Total number of coins in existence
The total number of litecoins that will come into existence is 4 times the total number of bitcoins that will come into existence, 84 million compared to 21 million. The initial reward for each Litecoin block is 50 litecoins. The rate of litecoins generation is halved every 840,000 blocks, i.e. 4 times more blocks than with Bitcoin. Because Litecoin blocks are generated 4 times faster than Bitcoin blocks, this means that the monetary inflation of Litecoin follows the same trajectory as that of Bitcoin, so for example at the year 2020 around 3/4 of all litecoins will have already been generated.

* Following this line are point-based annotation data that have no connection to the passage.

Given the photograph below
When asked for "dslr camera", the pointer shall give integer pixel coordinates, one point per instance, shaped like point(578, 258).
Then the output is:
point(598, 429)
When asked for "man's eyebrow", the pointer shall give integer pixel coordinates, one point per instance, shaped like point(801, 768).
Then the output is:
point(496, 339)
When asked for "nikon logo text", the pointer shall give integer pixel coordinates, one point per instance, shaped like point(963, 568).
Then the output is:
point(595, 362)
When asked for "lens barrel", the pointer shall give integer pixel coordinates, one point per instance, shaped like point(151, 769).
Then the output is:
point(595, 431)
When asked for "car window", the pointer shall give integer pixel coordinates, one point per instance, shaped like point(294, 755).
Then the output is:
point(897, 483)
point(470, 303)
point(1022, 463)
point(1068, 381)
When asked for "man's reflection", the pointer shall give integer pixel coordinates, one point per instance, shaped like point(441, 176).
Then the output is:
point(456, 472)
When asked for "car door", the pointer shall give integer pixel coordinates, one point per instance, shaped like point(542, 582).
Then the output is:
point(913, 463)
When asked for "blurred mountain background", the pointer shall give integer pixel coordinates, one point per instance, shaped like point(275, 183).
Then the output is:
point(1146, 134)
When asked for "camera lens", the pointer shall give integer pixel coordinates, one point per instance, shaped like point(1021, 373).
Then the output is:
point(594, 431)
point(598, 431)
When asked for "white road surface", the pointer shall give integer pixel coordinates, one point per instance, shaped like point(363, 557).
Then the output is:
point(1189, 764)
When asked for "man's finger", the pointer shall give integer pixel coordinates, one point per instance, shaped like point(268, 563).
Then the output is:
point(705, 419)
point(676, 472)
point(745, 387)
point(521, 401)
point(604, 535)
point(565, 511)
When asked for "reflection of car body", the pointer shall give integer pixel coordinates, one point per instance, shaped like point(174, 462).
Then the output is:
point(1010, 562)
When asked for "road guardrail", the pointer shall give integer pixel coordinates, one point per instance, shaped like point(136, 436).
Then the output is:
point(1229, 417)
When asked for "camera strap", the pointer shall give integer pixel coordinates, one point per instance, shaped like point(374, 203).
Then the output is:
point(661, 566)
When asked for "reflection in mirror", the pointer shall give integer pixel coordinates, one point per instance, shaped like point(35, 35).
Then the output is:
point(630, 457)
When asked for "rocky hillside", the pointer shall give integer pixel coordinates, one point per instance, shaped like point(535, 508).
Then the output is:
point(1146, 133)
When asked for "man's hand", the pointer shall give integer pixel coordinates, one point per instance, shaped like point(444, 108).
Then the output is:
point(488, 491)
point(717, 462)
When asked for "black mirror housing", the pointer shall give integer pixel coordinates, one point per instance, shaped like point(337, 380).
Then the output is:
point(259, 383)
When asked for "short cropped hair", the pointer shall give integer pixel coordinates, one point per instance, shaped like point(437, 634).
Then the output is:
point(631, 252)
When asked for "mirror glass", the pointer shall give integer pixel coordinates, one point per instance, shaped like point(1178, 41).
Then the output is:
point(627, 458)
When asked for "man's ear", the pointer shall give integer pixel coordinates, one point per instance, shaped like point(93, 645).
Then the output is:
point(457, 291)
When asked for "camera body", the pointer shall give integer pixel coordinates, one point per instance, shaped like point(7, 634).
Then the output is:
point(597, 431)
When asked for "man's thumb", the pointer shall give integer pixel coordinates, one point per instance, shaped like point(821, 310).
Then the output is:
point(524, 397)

Since the total money supply of Litecoin is 4 times greater than the total money supply of Bitcoin, it implies that if 1 litecoin becomes worth more than 0.25 bitcoins then the market cap (and hence purchasing power) of Litecoin will be bigger than the market cap of Bitcoin, under the (probably incorrect) assumption that roughly the same fraction of litecoins and bitcoins were destroyed due to users losing their secret cryptographic keys.
- Time warp bug: the Bitcoin difficulty calculation is off by one block, so an attacker can repeatedly try to generate the last block of each retarget window, and use a fabricated timestamp of 2 hours into the future in order to make the time difference from the first block in the retarget window high, thus lowering the difficulty by 0.5%. Because of the bug, the bogus timestamp isn't used as the first block in the next retarget window, and therefore the 2 extra hours aren't being compensated for in the next difficulty calculation. Once the difficulty is low, the attacker can mine many fast coins, or in the case of a small chain, an attacker with 51% hash power could reduce the difficulty to 1 and mine a new fork from the genesis block. This isn't a feasible attack on Bitcoin, because the probability of repeatedly generating the last block once every 2 weeks at such high difficulties is negligible. Although fixing this issue in Bitcoin is possible, it should be done carefully (by adding rules that encourage nodes to upgrade over time) so to avoid a chain fork, i.e. old clients who didn't upgrade might operate with another difficulty and therefore disagree regarding which blocks are valid. In Litecoin this bug is fixed.
One possible way to view Litecoin is as silver to Bitcoin's gold, in the sense that it is a relatively less valuable cryptocurrency that is easier to obtain and transact with. The properties that make Litecoin fit to accomplish this purpose can be summarized as follows:
- Transactions are 4 times faster than with Bitcoin, in exchange for less conservative and possibly weaker security guarantees (depending on human behavior).
- CPU/GPU mining means that the barriers to entry into the Litecoin mining market are cheap relative to Bitcoin mining.
- The total amount of litecoins is 4 times higher than the total amount of bitcoins.